As with the network to pool lookup, an instance of the files modules can be employed (this time after the allocation of an IP address) to set the correct reply parameters based on the subnet membership of the assigned address.

To do this, we can use this section of <raddb>/mods-available/dhcp_files:

files dhcp_subnets {
    filename = ${modconfdir}/files/dhcp
    key = "subnet"
}

Additionally, uncomment the dhcp_subnets policy in <raddb>/policy.d/dhcp. This policy wraps the call to the dhcp_subnets files module with code that "tightens" the DHCP-Network-Subnet attribute by setting it to the just-allocated IP address.

The relevant entries in the <raddb>/mods-config/files/dhcp configuration file might then look something like this:

network
        DHCP-Domain-Name := "example.org",
        Fall-Through := yes

network DHCP-Network-Subnet < 10.30.0.0/16, Pool-Name := "bigdept"
        DHCP-Domain-Name-Server := 10.10.0.2,
        DHCP-Domain-Name-Server += 10.10.0.3,
        DHCP-IP-Address-Lease-Time := 7200

subnet DHCP-Network-Subnet < 10.30.10.0/24
       DHCP-Router-Address := 10.30.10.1

subnet DHCP-Network-Subnet < 10.30.20.0/24
       DHCP-Router-Address := 10.30.20.1

Example packet processing

For our example, we consider a request arriving from a DHCP relay within 10.30.10.0/24. In the absence of any specific DHCP subnet selection options in the request, the DHCP-Network-Subnet attribute is calculated to be the relay’s IP address, say 10.30.10.1.

The request is matched against the first "network" block, setting the domain name to "example.org". By virtue of Fall-Through being set, the next "network" block is considered.

Since the network identifier is within the specified subnet (i.e. 10.30.10.1 < 10.30.0.0/16) this second "network" block is matched. This block sets the pool name to "bigdept", sets some network-specific DNS resolvers and sets the lease time to 7200 seconds. Fall-Through is not set, so we are now done with deriving the pool name and network options.

When the dhcp_sqlippool module is called during DHCP DISCOVER processing (in <raddb>/sites-enabled/dhcp) the bigdept pool will be used for IP address allocation.

After IP allocation the dhcp_subnet policy and files instance are called. Before the subnet options are looked up the DHCP-Network-Subnet attribute is tightened to match the assigned IP address, say 10.30.20.123.
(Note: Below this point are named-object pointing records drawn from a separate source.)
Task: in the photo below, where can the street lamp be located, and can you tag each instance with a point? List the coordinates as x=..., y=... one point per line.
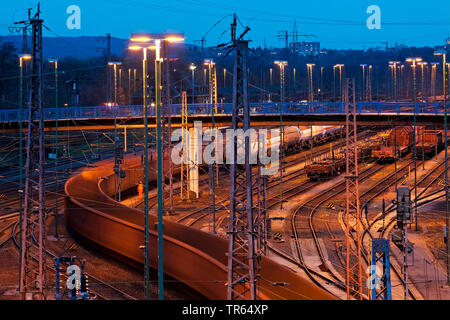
x=309, y=67
x=157, y=38
x=422, y=64
x=116, y=138
x=340, y=66
x=443, y=53
x=22, y=58
x=282, y=64
x=144, y=49
x=363, y=87
x=224, y=78
x=414, y=62
x=193, y=67
x=115, y=64
x=393, y=66
x=433, y=79
x=55, y=62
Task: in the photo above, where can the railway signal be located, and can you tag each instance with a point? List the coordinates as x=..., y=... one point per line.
x=403, y=219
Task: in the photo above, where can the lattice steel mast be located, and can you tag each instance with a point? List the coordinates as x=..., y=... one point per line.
x=241, y=252
x=33, y=255
x=353, y=255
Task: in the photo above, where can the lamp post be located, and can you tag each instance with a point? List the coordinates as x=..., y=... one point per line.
x=393, y=66
x=193, y=67
x=224, y=78
x=22, y=58
x=271, y=73
x=117, y=179
x=340, y=66
x=422, y=65
x=433, y=79
x=129, y=86
x=309, y=67
x=363, y=86
x=414, y=62
x=443, y=53
x=157, y=38
x=146, y=182
x=55, y=62
x=214, y=166
x=282, y=64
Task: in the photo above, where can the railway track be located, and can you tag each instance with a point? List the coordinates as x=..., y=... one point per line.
x=304, y=215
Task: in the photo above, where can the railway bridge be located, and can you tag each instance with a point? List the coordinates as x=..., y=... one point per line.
x=262, y=114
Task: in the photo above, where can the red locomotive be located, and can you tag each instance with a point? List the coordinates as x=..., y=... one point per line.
x=429, y=142
x=395, y=144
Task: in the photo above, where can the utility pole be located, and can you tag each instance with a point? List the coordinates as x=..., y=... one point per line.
x=242, y=260
x=353, y=255
x=33, y=256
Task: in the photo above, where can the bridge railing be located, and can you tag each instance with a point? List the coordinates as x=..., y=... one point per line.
x=265, y=108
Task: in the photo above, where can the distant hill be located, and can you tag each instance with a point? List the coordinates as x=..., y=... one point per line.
x=80, y=47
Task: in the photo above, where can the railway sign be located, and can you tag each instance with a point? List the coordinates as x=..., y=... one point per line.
x=277, y=236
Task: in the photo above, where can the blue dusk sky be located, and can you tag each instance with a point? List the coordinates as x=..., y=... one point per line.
x=336, y=24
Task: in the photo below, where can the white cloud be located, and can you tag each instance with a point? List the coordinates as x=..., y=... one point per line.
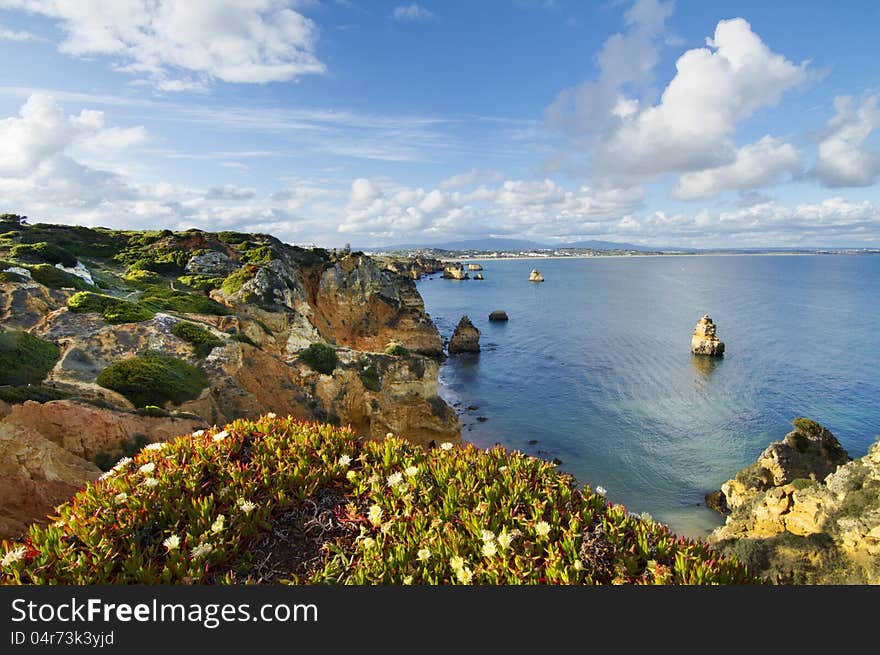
x=180, y=45
x=846, y=158
x=754, y=166
x=411, y=13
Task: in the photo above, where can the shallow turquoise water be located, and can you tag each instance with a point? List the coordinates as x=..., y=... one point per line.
x=595, y=365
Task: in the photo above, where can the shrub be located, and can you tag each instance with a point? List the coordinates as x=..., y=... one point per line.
x=24, y=358
x=43, y=252
x=392, y=513
x=114, y=310
x=203, y=340
x=180, y=301
x=320, y=357
x=154, y=379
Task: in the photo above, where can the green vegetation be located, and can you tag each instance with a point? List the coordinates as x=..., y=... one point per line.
x=236, y=279
x=167, y=299
x=396, y=350
x=114, y=310
x=154, y=379
x=209, y=509
x=25, y=359
x=203, y=340
x=49, y=253
x=369, y=375
x=201, y=282
x=320, y=357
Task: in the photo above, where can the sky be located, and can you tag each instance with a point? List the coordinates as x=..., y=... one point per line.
x=669, y=124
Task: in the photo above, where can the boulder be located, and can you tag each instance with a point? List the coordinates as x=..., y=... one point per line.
x=466, y=338
x=704, y=340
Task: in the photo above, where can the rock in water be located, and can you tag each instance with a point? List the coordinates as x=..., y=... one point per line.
x=466, y=338
x=704, y=341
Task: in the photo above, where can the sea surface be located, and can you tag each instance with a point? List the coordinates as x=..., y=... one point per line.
x=595, y=365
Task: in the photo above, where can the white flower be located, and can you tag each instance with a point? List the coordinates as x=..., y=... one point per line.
x=202, y=550
x=375, y=514
x=246, y=506
x=13, y=556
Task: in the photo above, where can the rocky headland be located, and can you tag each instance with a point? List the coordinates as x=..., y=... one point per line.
x=804, y=512
x=136, y=337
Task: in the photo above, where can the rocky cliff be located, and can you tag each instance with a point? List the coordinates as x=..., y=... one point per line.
x=804, y=513
x=148, y=335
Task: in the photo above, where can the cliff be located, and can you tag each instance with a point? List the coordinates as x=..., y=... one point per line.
x=804, y=513
x=147, y=335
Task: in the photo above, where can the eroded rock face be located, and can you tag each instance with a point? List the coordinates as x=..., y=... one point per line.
x=465, y=339
x=805, y=513
x=704, y=340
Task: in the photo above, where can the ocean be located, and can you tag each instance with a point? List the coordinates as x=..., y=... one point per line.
x=594, y=367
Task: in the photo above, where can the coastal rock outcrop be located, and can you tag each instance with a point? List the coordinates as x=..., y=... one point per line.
x=704, y=340
x=465, y=339
x=805, y=513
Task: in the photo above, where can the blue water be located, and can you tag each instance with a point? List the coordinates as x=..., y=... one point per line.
x=595, y=365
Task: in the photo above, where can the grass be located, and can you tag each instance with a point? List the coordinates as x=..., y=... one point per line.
x=320, y=357
x=24, y=358
x=202, y=340
x=282, y=501
x=154, y=379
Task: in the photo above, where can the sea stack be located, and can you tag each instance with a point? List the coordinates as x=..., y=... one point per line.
x=704, y=341
x=455, y=272
x=465, y=339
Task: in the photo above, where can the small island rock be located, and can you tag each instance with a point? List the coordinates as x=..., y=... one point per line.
x=466, y=338
x=704, y=341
The request does not match the first subnet block since 10.30.20.123 is not within 10.30.10.0/24. However, the request does match the second subnet block since 10.30.20.123 < 10.30.20.0/24. This block sets the default gateway reply parameter. Fall-Through is not set, so we are now done with deriving the pool name and network options.

The assigned IP address, network and subnet parameters will subsequently be returned in the DHCP reply.

Testing the subnet-specific options

If you have set any subnet-specific reply parameters then you should test these before proceeding further.

For example, in the case that you have a single, large pool spanning two IP subnets you might want to test by repeatedly allocating addresses using sample packets with different MAC addresses, each time checking to ensure that the DHCP parameters correspond to the IP address that has been offered.

Example 1. Example output from dhcpclient showing a response

dhcpclient: ...
...
----------------------------------------------------------------------
Waiting for DHCP replies for: 5.000000
----------------------------------------------------------------------
...
DHCP-Your-IP-Address = 10.0.10.50
DHCP-Router-Address = 10.0.10.1
DHCP-Broadcast-Address = 10.0.10.255
DHCP-Subnet-Mask = 255.255.255.255

Example 2. Example output from dhcpclient showing a response

dhcpclient: ...
...
----------------------------------------------------------------------
Waiting for DHCP replies for: 5.000000
----------------------------------------------------------------------
...
DHCP-Your-IP-Address = 10.99.99.50
DHCP-Router-Address = 10.99.99.1
DHCP-Broadcast-Address = 10.99.99.255
DHCP-Subnet-Mask = 255.255.255.255

If the subnets are large then you might want to temporarily reduce their size by setting the status field of the majority of the rows for each subnet to “disabled” to cause offers to be made more readily with IP addresses in different subnets.